Site management has a duty of care to protect against potentially dangerous conditions. However, this can be challenging to manage without reliable data streams and instrumentation that gathers environmental information. Monitoring for noise, dust, vibration and harmful emissions makes it possible to manage the impact of your construction site.

Boundary monitoring can support construction site control by minimising potential contamination, protecting the public from jobsite hazards and allowing for adherence to the appropriate public health requirements.Consequently, more companies are turning to boundary monitoring technology to measure the risks and ensure they adhere to environmental limits and guidelines.

To help site management teams make the most of the technology, Tim Turney, Global Marketing Manager at occupational health and workplace hazard monitoring expert Casella,shares theDo’s and Don’ts of boundary monitoring.

Do know your site

You must understand the area that surrounds your site and which locations to monitor. Large sites may need monitoring in more than one location, depending on the receptors around the site. For example, sites with nearby receptors such as schools, hospitals, or housing, will be more sensitive to disruption and require more monitoring. You may also have to measure vibration to avoid disruption or damage if sensitive buildings or people are working around the site.

Being aware of the prevailing wind around your site is also essential. Ideally, a dust monitor should be both upwind and downwind of your site so that you can see the dust levels accumulating in your site and leaving it. Coupled with a wind speed direction sensor, this will allow you to mitigate and provide evidence against any complaints should they arise, with accurate data on whether excessive dust resulted from your site’s activity.

Don’t mount monitors incorrectly

Understanding how to mount any environmental monitor is essential to obtain accurate results. For example, noise monitors should not be mounted against flat surfaces because this will result in noise levels being overestimated. Any microphone should be above hoardings with a clear line of sight to the nearest receptor. Inlets for any real-time dust measurements should also be clear of obstacles and be mounted away from buildings, ideally between 1.5 and 4 metres above the ground. When measuring vibration, the sensor should be mounted to a concrete plinth firmly attached to the ground to ensure accurate measurements.

Don’t just monitor at the start of construction

It might be tempting to start monitoring at the beginning of the project’s construction phase, but a period of baseline monitoring before the start of construction activities can be beneficial. Doing so will give you an understanding of dust and noise levels in the area prior to your site’s work commencing, providing a benchmark comparison that will enable you to assess and demonstrate the impact of your site once work begins.

Do be proactive

Traditional monitoring techniques such as dust deposit gauges limited the ability to be proactive.

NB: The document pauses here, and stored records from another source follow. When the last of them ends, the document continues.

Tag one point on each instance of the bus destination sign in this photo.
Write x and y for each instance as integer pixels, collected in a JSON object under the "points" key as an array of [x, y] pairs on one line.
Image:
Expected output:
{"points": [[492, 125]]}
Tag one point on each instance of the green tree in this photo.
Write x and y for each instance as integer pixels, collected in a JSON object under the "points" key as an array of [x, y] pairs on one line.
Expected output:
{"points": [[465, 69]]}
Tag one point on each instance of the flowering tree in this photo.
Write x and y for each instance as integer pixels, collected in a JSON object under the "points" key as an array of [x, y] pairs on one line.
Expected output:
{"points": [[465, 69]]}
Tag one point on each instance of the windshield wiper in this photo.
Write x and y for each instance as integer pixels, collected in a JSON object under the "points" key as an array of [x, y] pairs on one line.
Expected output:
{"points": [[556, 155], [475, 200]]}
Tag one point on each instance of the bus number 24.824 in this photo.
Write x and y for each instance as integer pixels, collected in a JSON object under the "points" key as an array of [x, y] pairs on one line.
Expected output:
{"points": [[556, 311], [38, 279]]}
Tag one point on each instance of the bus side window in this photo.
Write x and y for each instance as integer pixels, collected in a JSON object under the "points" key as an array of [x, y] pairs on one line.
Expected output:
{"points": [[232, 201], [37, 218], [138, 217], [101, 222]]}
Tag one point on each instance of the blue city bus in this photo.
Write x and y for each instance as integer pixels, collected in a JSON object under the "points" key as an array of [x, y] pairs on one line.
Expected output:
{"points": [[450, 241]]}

However, modern boundary monitors provide real-time noise, dust and vibrations levels with email or text alerts whenever prescribed levels have been exceeded. Having instant access to this data allows your site operators to act rapidly before any legal limits have been passed. For example, operators may move operations to another part of the site to reduce noise or measures such as dust suppression may be implemented, ensuring your site remains compliant.

Do educate staff

Guidance will need to be given to site operatives in order to know how to control noise and dust, such as what the limits are and how the site needs to perform. In addition to basic training on what the monitor does and how it works, knowledge on maintenance is key. For example, ensuring that units are not knocked or damaged and sensors such as noise monitors are calibrated on a regular basis.

Ensuring you manage the impact of your construction site

A comprehensive boundary monitoring program is a key part of any compliant, safety and environmentally focused construction project, ensuring your organisation adheres to environmental limits and guidelines and that your finances and reputation are protected.